What is coral bleaching and how it happens? “Coral bleaching is a stress response caused by exposure of coral reefs to elevated ocean temperatures,” explains co-author Andrew Baird. As a response to stresses, such as heat and infection, corals are forced to eject the symbiotic algae that they are dependent upon for survival. “When bleaching is severe and prolonged, many of the corals die. It takes at least a decade to replace even the fastest-growing species,” continues Baird.
The researchers have attributed the increasing rate of coral bleaching with time is to earth warming.

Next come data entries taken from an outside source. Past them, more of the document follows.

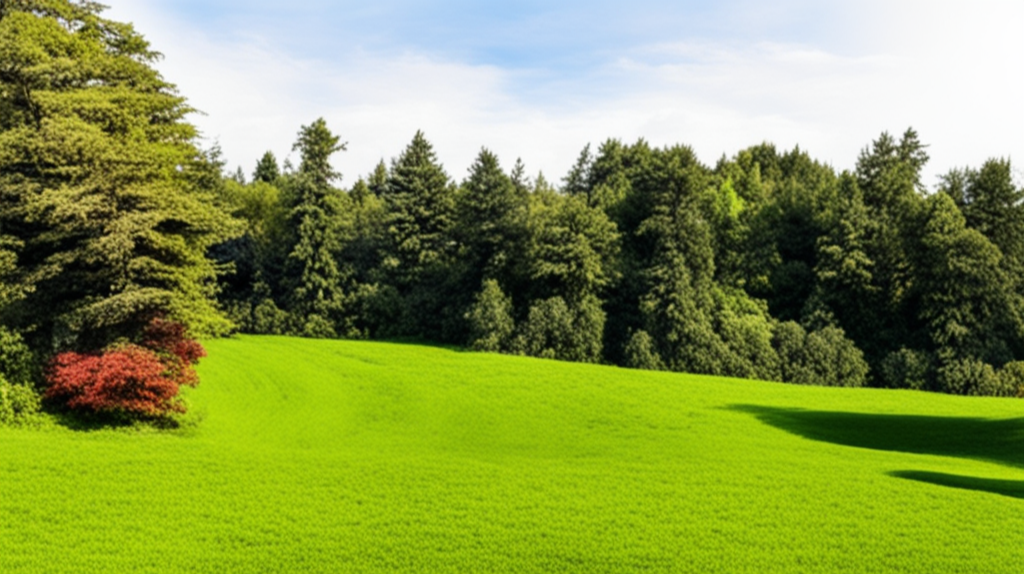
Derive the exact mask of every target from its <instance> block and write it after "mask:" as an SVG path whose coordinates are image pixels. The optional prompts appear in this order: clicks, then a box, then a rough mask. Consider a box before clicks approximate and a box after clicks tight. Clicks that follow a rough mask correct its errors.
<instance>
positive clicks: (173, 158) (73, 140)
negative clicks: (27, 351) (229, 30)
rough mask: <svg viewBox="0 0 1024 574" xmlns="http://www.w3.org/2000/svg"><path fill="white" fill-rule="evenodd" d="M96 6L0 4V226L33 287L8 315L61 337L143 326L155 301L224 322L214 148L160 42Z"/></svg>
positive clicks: (101, 335)
mask: <svg viewBox="0 0 1024 574" xmlns="http://www.w3.org/2000/svg"><path fill="white" fill-rule="evenodd" d="M101 9H102V8H101V6H100V5H98V4H95V3H91V2H82V3H72V2H68V1H66V0H52V1H46V2H42V1H32V0H29V1H18V2H12V1H7V2H4V6H3V9H2V15H0V68H2V73H0V109H2V111H3V113H2V114H0V166H3V169H2V170H0V228H2V229H3V234H4V235H7V236H12V237H13V238H14V239H15V240H17V241H18V242H19V244H20V246H19V249H18V263H17V264H18V269H17V282H18V283H19V285H20V288H22V291H23V292H24V293H26V294H27V297H26V298H25V299H23V300H22V301H19V302H18V303H17V304H16V306H15V308H13V309H11V310H9V315H8V316H9V317H11V319H10V320H11V321H12V322H13V323H15V324H17V325H18V326H24V327H35V334H36V337H37V338H39V339H40V342H39V343H40V345H45V346H47V347H55V348H66V347H69V346H79V347H87V348H89V347H93V348H94V347H97V346H102V345H104V344H105V343H108V342H110V341H111V340H113V339H116V338H118V337H124V336H134V335H137V330H138V329H139V328H140V327H141V325H142V324H144V322H145V320H146V319H147V318H148V317H150V316H152V315H153V314H154V313H160V312H165V313H168V314H170V316H172V317H173V318H175V319H178V320H181V321H183V322H184V323H186V324H187V325H188V326H189V327H191V330H193V333H196V334H216V333H223V332H224V330H226V328H227V327H228V326H229V323H228V322H227V321H226V320H225V319H224V318H223V317H222V316H221V314H220V313H219V312H218V311H217V309H216V306H215V303H214V297H213V296H214V294H215V289H216V285H215V281H214V279H215V276H216V270H215V267H214V265H213V263H212V262H211V261H210V260H208V259H207V258H206V252H207V250H208V249H209V248H210V247H212V246H214V245H216V244H218V242H221V241H223V240H225V239H226V238H228V237H229V236H231V235H232V234H233V233H234V232H236V228H234V226H233V225H232V223H231V222H230V220H229V219H228V218H227V217H226V215H225V214H224V213H222V212H221V211H220V210H218V209H216V208H215V207H214V193H213V189H212V188H211V187H210V185H212V184H214V183H216V180H217V179H218V178H215V180H213V181H211V180H210V179H209V178H208V177H207V174H208V173H209V164H210V160H211V159H210V157H208V156H205V154H203V153H201V152H199V151H198V149H197V148H196V146H195V145H194V140H195V138H196V135H197V134H196V130H195V128H194V127H193V126H191V125H189V124H187V123H186V122H184V121H183V118H184V116H185V115H186V114H188V113H190V112H191V109H190V108H189V107H188V106H187V105H186V104H185V101H184V99H183V98H181V97H180V96H178V95H177V94H176V92H175V90H174V87H173V86H172V85H171V84H168V83H167V82H165V81H164V80H163V79H162V78H161V77H160V75H159V74H158V73H157V72H156V71H155V70H154V69H153V68H152V63H153V62H154V61H155V60H156V58H157V54H156V52H154V51H152V50H151V49H150V46H148V44H147V43H146V42H145V41H144V40H143V39H142V38H141V36H139V35H138V34H137V33H136V32H135V31H134V30H133V29H132V27H131V26H130V25H125V24H118V23H113V21H110V20H106V19H104V18H102V17H100V16H99V12H100V10H101ZM218 177H219V176H218Z"/></svg>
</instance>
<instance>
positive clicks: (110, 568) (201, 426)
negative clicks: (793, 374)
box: [0, 337, 1024, 574]
mask: <svg viewBox="0 0 1024 574" xmlns="http://www.w3.org/2000/svg"><path fill="white" fill-rule="evenodd" d="M207 348H208V350H209V352H210V356H209V357H208V358H206V359H204V361H203V362H202V363H201V365H200V373H201V376H202V384H201V385H200V386H199V388H197V389H195V390H189V391H188V394H187V399H188V401H189V403H190V405H191V406H190V411H189V414H188V415H187V417H186V421H185V424H184V425H183V426H182V428H180V429H177V430H171V431H166V430H165V431H158V430H153V429H142V430H139V429H101V430H88V431H84V430H76V429H73V428H69V427H66V426H60V425H57V424H53V425H47V426H44V427H43V428H40V429H0V572H3V573H5V574H12V573H20V572H26V573H28V572H31V573H41V572H154V573H175V572H211V573H222V572H272V573H276V572H349V571H350V572H429V573H434V572H437V573H440V572H752V573H753V572H759V573H760V572H942V573H952V572H965V573H966V572H972V573H973V572H1020V570H1021V568H1022V565H1024V401H1021V400H1014V399H991V398H964V397H950V396H943V395H934V394H927V393H918V392H908V391H879V390H868V389H828V388H809V387H797V386H788V385H780V384H772V383H762V382H755V381H741V380H729V379H717V378H710V377H694V376H686V374H675V373H662V372H650V371H637V370H628V369H622V368H614V367H607V366H595V365H582V364H572V363H562V362H556V361H547V360H540V359H530V358H520V357H507V356H500V355H489V354H475V353H465V352H459V351H454V350H447V349H440V348H435V347H422V346H414V345H398V344H386V343H367V342H344V341H312V340H302V339H289V338H271V337H259V338H257V337H240V338H237V339H230V340H219V341H210V342H208V343H207Z"/></svg>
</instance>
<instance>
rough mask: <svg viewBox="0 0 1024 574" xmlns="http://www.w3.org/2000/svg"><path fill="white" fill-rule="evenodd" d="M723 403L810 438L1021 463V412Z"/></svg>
mask: <svg viewBox="0 0 1024 574" xmlns="http://www.w3.org/2000/svg"><path fill="white" fill-rule="evenodd" d="M728 408H730V409H732V410H738V411H741V412H749V413H751V414H753V415H755V416H756V417H757V418H758V420H759V421H761V422H763V423H765V424H767V425H771V426H772V427H775V428H777V429H782V430H783V431H788V432H791V433H793V434H796V435H800V436H802V437H805V438H809V439H813V440H818V441H824V442H830V443H835V444H842V445H846V446H856V447H860V448H872V449H876V450H893V451H899V452H911V453H914V454H936V455H940V456H955V457H959V458H970V459H975V460H985V461H988V462H995V463H998V465H1005V466H1008V467H1016V468H1021V469H1024V417H1022V418H1004V420H987V418H969V417H954V416H923V415H915V414H913V415H912V414H867V413H859V412H830V411H821V410H804V409H799V408H781V407H770V406H757V405H744V404H739V405H732V406H730V407H728ZM972 480H982V479H972Z"/></svg>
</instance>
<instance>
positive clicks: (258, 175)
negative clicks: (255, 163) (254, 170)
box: [253, 151, 281, 183]
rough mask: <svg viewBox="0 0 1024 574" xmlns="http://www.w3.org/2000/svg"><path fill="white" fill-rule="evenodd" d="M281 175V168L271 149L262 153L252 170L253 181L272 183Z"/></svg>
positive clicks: (276, 180) (254, 181) (277, 178)
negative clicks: (279, 166) (254, 167)
mask: <svg viewBox="0 0 1024 574" xmlns="http://www.w3.org/2000/svg"><path fill="white" fill-rule="evenodd" d="M279 177H281V170H280V169H279V168H278V159H276V158H274V157H273V152H272V151H267V152H266V153H263V157H262V158H260V159H259V162H257V163H256V170H255V171H253V181H254V182H255V181H262V182H264V183H273V182H275V181H278V178H279Z"/></svg>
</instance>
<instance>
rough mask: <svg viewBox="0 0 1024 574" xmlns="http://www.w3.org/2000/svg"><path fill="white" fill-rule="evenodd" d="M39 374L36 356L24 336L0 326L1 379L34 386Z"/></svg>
mask: <svg viewBox="0 0 1024 574" xmlns="http://www.w3.org/2000/svg"><path fill="white" fill-rule="evenodd" d="M38 374H39V373H38V372H37V368H36V359H35V356H34V354H33V352H32V350H31V349H29V346H28V345H26V344H25V340H24V339H23V338H22V336H20V335H19V334H17V333H12V332H11V330H10V329H8V328H7V327H5V326H2V325H0V377H2V378H4V379H6V380H7V381H8V382H10V383H14V384H24V385H32V384H33V383H35V382H36V380H37V379H38V377H37V376H38Z"/></svg>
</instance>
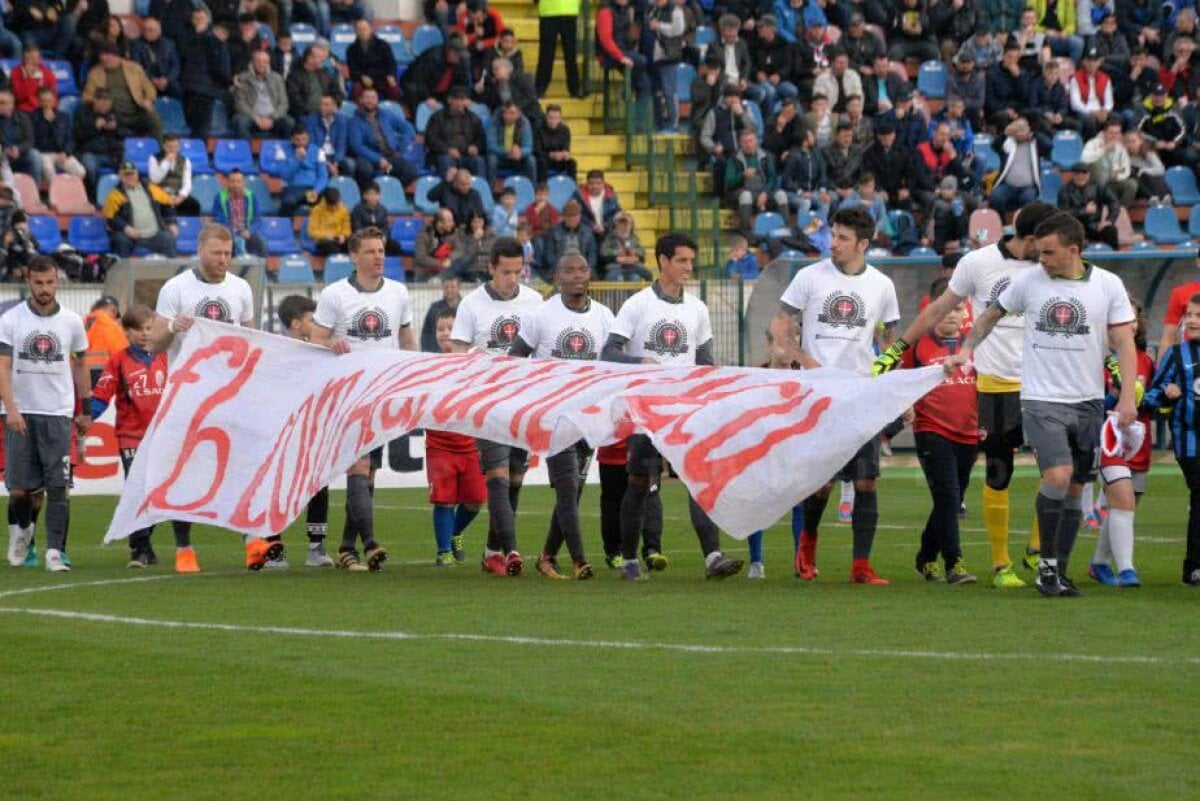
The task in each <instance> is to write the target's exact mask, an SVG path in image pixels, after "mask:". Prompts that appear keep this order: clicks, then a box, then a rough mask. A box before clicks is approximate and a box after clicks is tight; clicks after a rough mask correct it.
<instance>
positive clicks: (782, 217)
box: [754, 211, 787, 236]
mask: <svg viewBox="0 0 1200 801" xmlns="http://www.w3.org/2000/svg"><path fill="white" fill-rule="evenodd" d="M786 227H787V223H786V222H785V221H784V216H782V215H780V213H778V212H774V211H764V212H762V213H761V215H758V216H757V217H755V218H754V233H755V235H756V236H767V235H769V234H770V233H772V231H773V230H776V229H779V228H786Z"/></svg>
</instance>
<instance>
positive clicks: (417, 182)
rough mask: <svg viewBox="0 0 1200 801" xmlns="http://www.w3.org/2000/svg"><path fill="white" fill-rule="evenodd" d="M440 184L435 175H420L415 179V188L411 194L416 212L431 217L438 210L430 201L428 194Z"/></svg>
mask: <svg viewBox="0 0 1200 801" xmlns="http://www.w3.org/2000/svg"><path fill="white" fill-rule="evenodd" d="M440 182H442V179H439V177H438V176H437V175H422V176H421V177H419V179H416V188H415V189H414V192H413V204H414V205H415V206H416V210H418V211H420V212H421V213H425V215H432V213H433V212H436V211H437V210H438V206H437V204H436V203H433V201H432V200H430V192H432V191H433V187H436V186H437V185H438V183H440Z"/></svg>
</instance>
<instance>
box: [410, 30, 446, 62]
mask: <svg viewBox="0 0 1200 801" xmlns="http://www.w3.org/2000/svg"><path fill="white" fill-rule="evenodd" d="M442 41H443V40H442V31H440V30H438V28H437V26H436V25H421V26H420V28H418V29H416V30H414V31H413V58H414V59H415V58H416V56H419V55H420V54H421V53H425V52H426V50H428V49H430V48H431V47H442Z"/></svg>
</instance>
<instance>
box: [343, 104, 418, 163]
mask: <svg viewBox="0 0 1200 801" xmlns="http://www.w3.org/2000/svg"><path fill="white" fill-rule="evenodd" d="M376 113H377V114H378V115H379V130H380V131H383V135H384V138H386V140H388V146H389V147H391V150H392V152H395V153H397V155H401V156H402V155H403V153H404V151H406V150H408V145H409V143H410V141H413V137H415V135H416V132H415V131H414V130H413V126H412V125H409V124H408V120H406V119H404V118H403V116H401V115H400V114H397V113H396V112H394V110H391V109H389V108H384V107H379V109H378V110H377V112H376ZM349 145H350V155H353V156H354V157H355V158H366V159H367V161H370V162H371V164H372V167H373V165H376V164H378V163H379V159H380V158H383V145H382V144H380V143H379V140H378V139H376V135H374V131H373V130H372V128H371V122H368V121H367V118H366V114H364V113H362V109H359V110H358V112H355V113H354V119H352V120H350V137H349Z"/></svg>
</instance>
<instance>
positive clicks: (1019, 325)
mask: <svg viewBox="0 0 1200 801" xmlns="http://www.w3.org/2000/svg"><path fill="white" fill-rule="evenodd" d="M1055 213H1057V210H1056V209H1055V207H1054V206H1050V205H1046V204H1044V203H1031V204H1030V205H1027V206H1024V207H1022V209H1021V210H1020V211H1018V212H1016V219H1015V221H1014V229H1015V235H1013V236H1008V237H1006V239H1002V240H1001V241H998V242H996V243H995V245H989V246H988V247H982V248H979V249H978V251H971V252H970V253H967V254H966V255H964V257H962V259H961V260H959V263H958V266H956V267H955V269H954V272H953V275H952V276H950V285H949V289H947V290H946V291H944V293H942V294H941V295H940V296H938V297H937V299H936V300H934V301H932V302H930V303H929V306H926V307H925V308H924V309H922V312H920V314H918V315H917V319H916V320H913V321H912V324H911V325H910V326H908V329H907V330H906V331H905V332H904V335H902V336H901V337H900V338H899V339H896V341H895V342H894V343H892V345H890V347H889V348H888V349H887V350H886V351H884V353H883V354H881V355H880V357H878V359H877V360H875V366H874V368H872V371H874V372H875V374H880V373H886V372H888V371H890V369H893V368H894V367H898V366H899V365H900V360H901V359H902V357H904V355H905V351H907V350H908V348H910V347H911V345H912V344H914V343H917V342H918V341H919V339H920V338H922V337H924V336H926V335H928V333H929V332H930V331H932V330H934V326H936V325H937V323H938V320H942V319H943V318H944V317H946V315H947V314H948V313H949V312H950V311H952V309H954V308H955V307H958V305H959V303H961V302H962V301H964V300H970V301H971V303H972V307H973V309H974V314H977V315H978V314H980V313H982V312H983V311H984V309H985V308H988V305H989V303H992V302H995V301H996V299H997V297H1000V293H1002V291H1003V290H1004V289H1006V288H1007V287H1008V285H1009V284H1010V283H1013V281H1015V279H1016V278H1018V277H1019V276H1021V275H1024V273H1025V272H1028V271H1030V270H1037V269H1038V264H1037V255H1038V249H1037V248H1038V246H1037V239H1036V236H1034V231H1036V230H1037V228H1038V225H1040V224H1042V223H1043V222H1044V221H1046V219H1048V218H1050V217H1051V216H1054V215H1055ZM1024 338H1025V323H1024V321H1022V320H1021V318H1020V317H1018V315H1015V314H1014V315H1009V317H1007V318H1003V319H1001V320H1000V321H998V323H997V324H996V330H995V332H994V333H992V335H991V336H990V337H989V338H988V339H986V341H985V342H983V343H980V347H979V351H978V353H977V354H976V362H974V368H976V372H977V374H978V375H977V381H976V389H977V390H978V393H979V395H978V404H979V433H980V436H982V442H980V446H982V450H983V452H984V458H985V459H986V471H985V477H984V482H985V483H984V488H983V519H984V526H985V528H986V529H988V542H989V543H990V544H991V561H992V568H994V574H992V584H994V585H995V586H996V588H1000V589H1020V588H1024V586H1026V584H1025V582H1024V580H1021V578H1020V577H1019V576H1018V574H1016V572H1015V571H1014V570H1013V562H1012V560H1010V559H1009V556H1008V523H1009V494H1008V484H1009V482H1010V481H1012V480H1013V454H1014V453H1015V452H1016V450H1018V448H1019V447H1021V444H1022V442H1024V441H1025V435H1024V433H1022V432H1021V401H1020V392H1021V343H1022V341H1024ZM1038 544H1039V543H1038V526H1037V520H1034V526H1033V537H1032V540H1031V542H1030V547H1028V548H1027V549H1026V562H1025V564H1026V566H1027V567H1030V568H1031V570H1032V568H1033V567H1036V566H1037V564H1036V561H1034V560H1036V555H1037V552H1038Z"/></svg>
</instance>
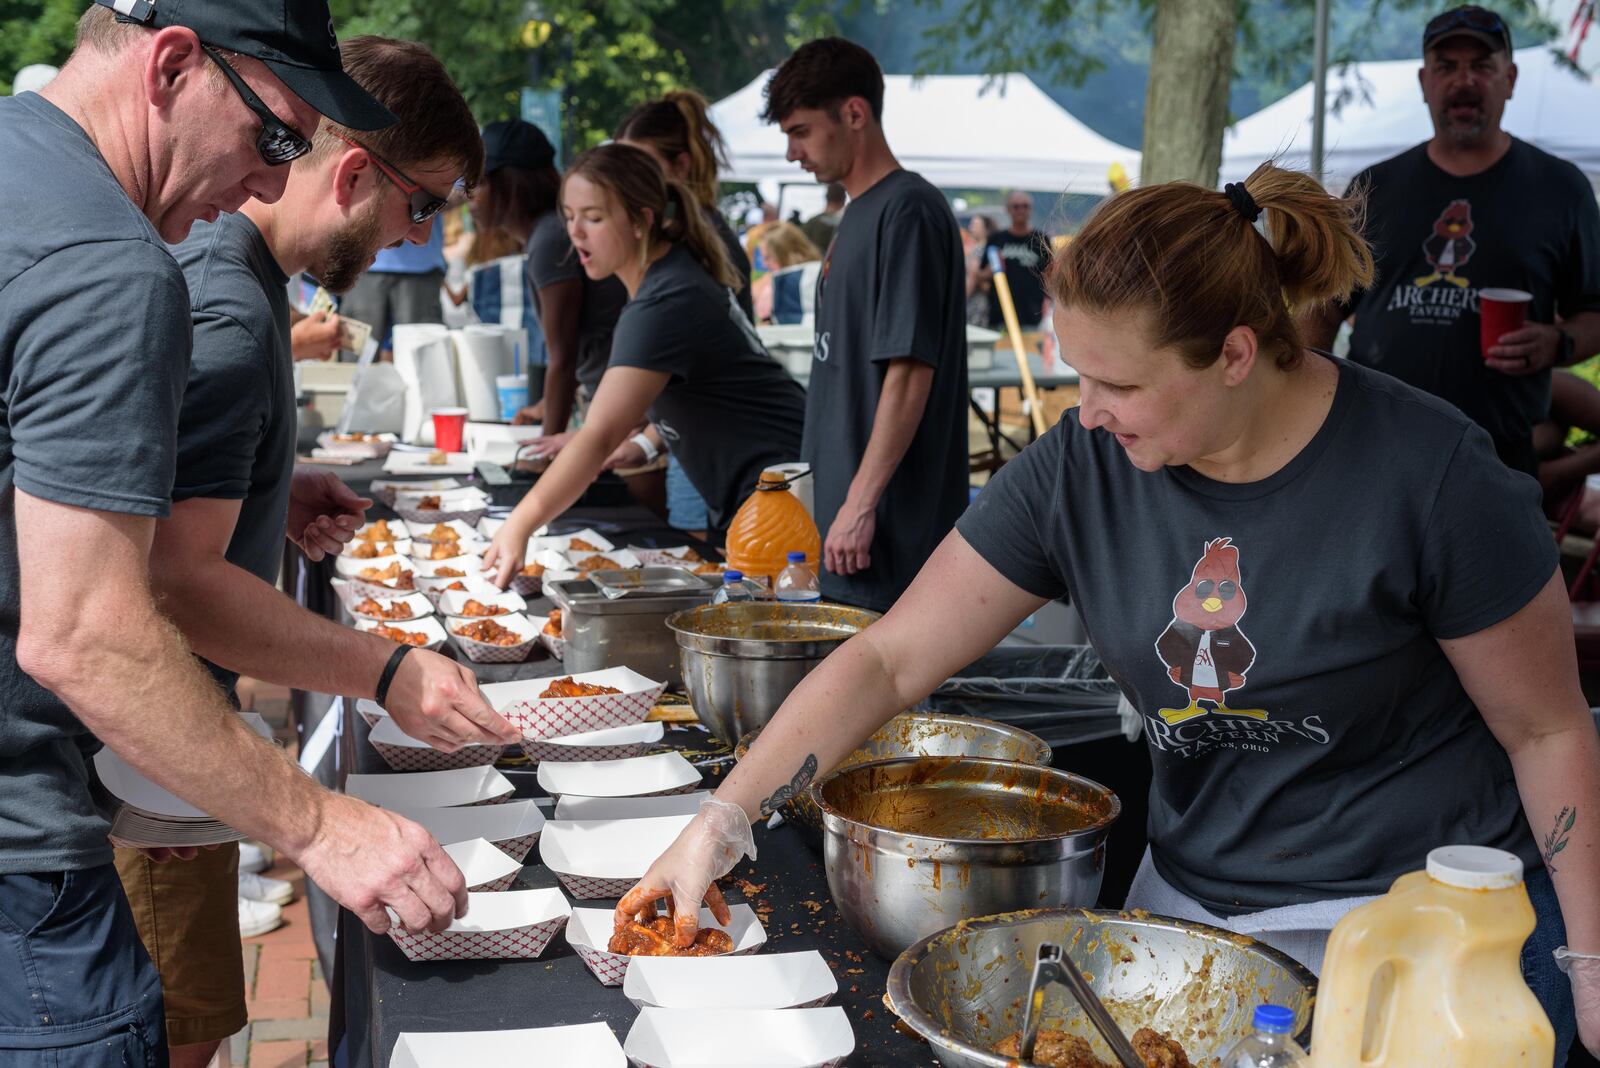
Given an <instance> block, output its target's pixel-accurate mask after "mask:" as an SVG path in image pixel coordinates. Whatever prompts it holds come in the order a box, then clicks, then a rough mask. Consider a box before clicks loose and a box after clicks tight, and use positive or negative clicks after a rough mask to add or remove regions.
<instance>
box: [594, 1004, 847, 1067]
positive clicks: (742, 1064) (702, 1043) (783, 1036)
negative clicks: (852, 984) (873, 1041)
mask: <svg viewBox="0 0 1600 1068" xmlns="http://www.w3.org/2000/svg"><path fill="white" fill-rule="evenodd" d="M854 1049H856V1034H854V1031H851V1030H850V1017H846V1015H845V1010H843V1009H840V1007H838V1006H832V1007H827V1009H778V1010H766V1009H723V1010H704V1009H696V1010H683V1009H656V1007H650V1009H643V1010H640V1014H638V1018H637V1020H634V1028H632V1030H630V1031H629V1033H627V1041H626V1042H622V1052H626V1054H627V1062H629V1063H630V1065H635V1066H637V1068H835V1065H842V1063H843V1062H845V1058H846V1057H850V1054H851V1052H854Z"/></svg>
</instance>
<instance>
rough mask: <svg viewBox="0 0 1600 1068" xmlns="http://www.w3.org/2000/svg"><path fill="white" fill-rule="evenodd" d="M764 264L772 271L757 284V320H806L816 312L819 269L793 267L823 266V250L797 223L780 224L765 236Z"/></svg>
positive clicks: (756, 299) (766, 275) (762, 244)
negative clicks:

They have demonstrated in the study that the current ocean temperatures are higher than four decades ago. “The climate has warmed rapidly in the past 50 years, first making El Ninos dangerous for corals, and now we’re seeing the emergence of bleaching in every hot summer,” explains coauthor Mark Eakin.
The study involved 100 various coral reefs scattered around the globe were surveyed. Around 94 percent of these, according to the study, experienced severe bleaching since the 1980’s.
“It is clear that we’re going to lose most of the world’s coral reefs,” says coauthor Mark Eakin, who is also the coordinator of the National Oceanic and Atmospheric Administration’s Coral Reef Watch program. He also warned that it is expected for the ocean temperatures to sufficiently increase such that a massively 90 percent of the world’s coral reefs will undergo bleaching annually.